BREAKING: In a move that ends a protracted hostile takeover attempt, Carl Icahn and Lionsgate have announced that Icahn and his son Brett will sell up to 44,161,971 shares of Lionsgate common stock, which is virtually the entire stake held by the family. Both Lionsgate and Icahn in turn have dropped the various litigation between them. Those shares will be sold for $7, which is below the $7.52 that the stock was worth at the market close today.
Through a series of tender offers that ranged from $6 per share to $7.50, Icahn accumulated a total of 33.2% control of Lionsgate, blasting the company’s management every step of the way as he tried to oust the company’s board. Those shares will fall into the hands of Lionsgate’s largest shareholders in a series of transactions that will take place over the next 35 business days. Right away, Lionsgate has bought 11,040,493 shares for $7 each. Another 11 million shares will be bought by one or more affiliates of MHR Fund Management LLC, which is controlled by Mark H. Rachesky, a Lionsgate director whose moves during the takeover battle helped management keep Icahn from accumulating enough shares to win a proxy battle.

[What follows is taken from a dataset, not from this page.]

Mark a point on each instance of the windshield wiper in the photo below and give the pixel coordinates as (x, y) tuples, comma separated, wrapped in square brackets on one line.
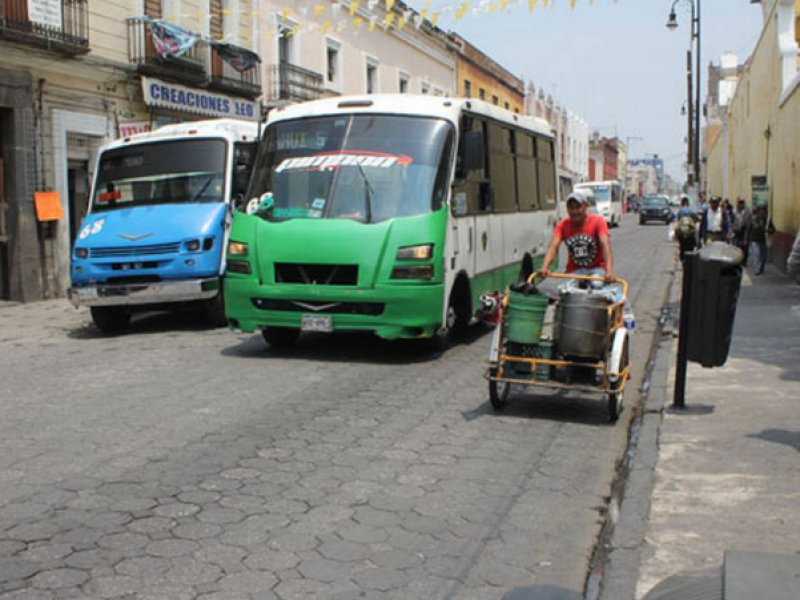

This was good news for Lionsgate and comes just a few days after the independent film/TV company seemed vulnerable going into a Sept. 13 board meeting because its latest release, Conan the Barbarian, had done so poorly at the box office. Icahn bought 702,877 shares on Aug. 12, making this a surprise surrender for the wannabe movie mogul.
“We believe that this accretive and antidilutive transaction is in the best interests of all Lionsgate shareholders, and it allows the company to continue to focus on the execution of its longterm business plan,” said Lionsgate co-chairman and CEO Jon Feltheimer.
Icahn, who at one time seemed determined to wrest control of Lionsgate and merge it with MGM, said, “As some have noted, my own “slate” is pretty full at the time, and I therefore determined that it is a good time to exit.”